WWD: Why do men’s now?
M.C.: As the women’s got established, I felt like it was time to start men’s, and it allowed us to learn a lot about things we didn’t know a lot about, like tailoring. It pushed us to do new things.

WWD: Was it harder than you expected?
M.C.: It was like having your brain sucked through a straw. Especially dealing with male tailors, who, at the best of times, are super regimented. It’s a boys’ club and they’re very fixed in their ways. With the knitwear, it was a bit easier, but the tailoring, yes, it was hard. Torturous.

WWD: How was the retail response?
M.C.: I think there’s still fear of picking up new collections. Also, they want to see at least two seasons to see the continuity and what the story is before they commit, which I understand.
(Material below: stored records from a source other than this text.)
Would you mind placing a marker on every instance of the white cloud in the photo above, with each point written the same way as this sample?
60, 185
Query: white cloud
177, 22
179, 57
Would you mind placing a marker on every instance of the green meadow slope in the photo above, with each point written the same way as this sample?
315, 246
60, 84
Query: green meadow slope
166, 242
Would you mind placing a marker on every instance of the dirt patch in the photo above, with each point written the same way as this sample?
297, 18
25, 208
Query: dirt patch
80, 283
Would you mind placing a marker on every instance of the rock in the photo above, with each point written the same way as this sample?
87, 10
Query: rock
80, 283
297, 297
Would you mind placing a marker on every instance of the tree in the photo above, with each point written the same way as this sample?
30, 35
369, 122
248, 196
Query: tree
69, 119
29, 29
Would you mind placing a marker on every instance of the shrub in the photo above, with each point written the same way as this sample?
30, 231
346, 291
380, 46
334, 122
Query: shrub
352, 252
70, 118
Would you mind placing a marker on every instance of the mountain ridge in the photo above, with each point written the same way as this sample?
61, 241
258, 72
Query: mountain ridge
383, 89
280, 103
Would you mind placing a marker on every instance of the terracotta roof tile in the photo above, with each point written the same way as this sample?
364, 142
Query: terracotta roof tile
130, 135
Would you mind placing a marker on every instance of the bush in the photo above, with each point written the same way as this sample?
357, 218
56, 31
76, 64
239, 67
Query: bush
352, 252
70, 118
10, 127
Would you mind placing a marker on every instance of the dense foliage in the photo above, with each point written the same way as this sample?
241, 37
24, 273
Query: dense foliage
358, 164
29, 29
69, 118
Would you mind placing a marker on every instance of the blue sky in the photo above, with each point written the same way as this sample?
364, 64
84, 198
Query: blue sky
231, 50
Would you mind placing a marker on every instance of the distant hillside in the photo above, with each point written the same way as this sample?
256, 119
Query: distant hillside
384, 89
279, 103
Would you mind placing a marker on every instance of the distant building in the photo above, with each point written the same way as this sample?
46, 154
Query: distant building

So we’ve got a few clients — one in Russia, Harvey Nichols in Hong Kong, Bird in Brooklyn, Project No. 8 and maybe Barneys. But it’s not going to be built overnight. The women’s took a long time to build. It was very word of mouth, and I think men’s is going to be like that. I’m a great believer that Rome wasn’t built in a day. Women’s got to a point when it couldn’t be ignored because people were wearing it. And I think that’s much more valid.

WWD: Who is the customer?
M.C.: My gut instinct tells me he’s pretty similar to the woman. He’s independent thinking. He doesn’t really have to wear a suit to work. They’re architects, artists, actors, writers, editors. Around 35, 40. Probably a bit older than the women. But it’s more attitude than age. We can’t compete with someone who does a fantastic suit like Paul Smith. We have to have our own situation and our own point of view. Maybe you don’t need to wear a suit, but you still want to feel good and wear nice things.

WWD: What do you offer men that’s specific to you?
M.C.: I think cutting and fabrics are my strengths. I’ve worked 26 years, so I’ve done about 65 collections. When I pick fabrics, I’m really fussy, and I can usually go from the first instinct to something final, and that’s the strength of experience. And the fact that I grew up in Europe doesn’t hurt. It’s a different sensibility. The way I feel we can interpret men’s is by using fabrics other people don’t use, or different cuts, different seams. The tailor said, “This only has three pieces. We’re used to seven or eight pieces. This is too few.” I said, “So? Isn’t that good?” When you have clothes that are very minimal, there’s nowhere to hide anything. It has to be done properly.

WWD: What is inspiring you for spring 2011?
M.C.: It’s going to be fine-tuning. I’m really into things that are almost classic but aren’t. They’re going to be our classics. I’m trying to edit and pare down. Luxury for me is time, silence, editing, genuine, handmade. That’s going to inspire me. That’s my idea of what luxury is.

WWD: What are you reading and watching?
M.C.: I’m reading the Patti Smith book about her and Robert Mapplethorpe. I’ve had a really hard time reading recently, except when I’m on holiday, but she’s an amazing writer. It’s really interesting, the relationship of two people I admire. We’re catching up on the Oscar films. But more than anything, I’ve been into emptying my head. I was just in Paris and it was the first time I didn’t run around to every exhibition. I wasn’t in the mood. In a way, I’d rather not look at anything.

WWD: How is your family in Chile after the earthquake?
M.C.: Thankfully, everybody’s physically OK. There’s been some destruction to living quarters and stuff, but they’re fine. My daughter organized a fund-raiser and asked me and Narciso [Rodriguez] and Mickey Boardman to cohost. She wants to work in a not-for-profit and she pulled this together in two seconds.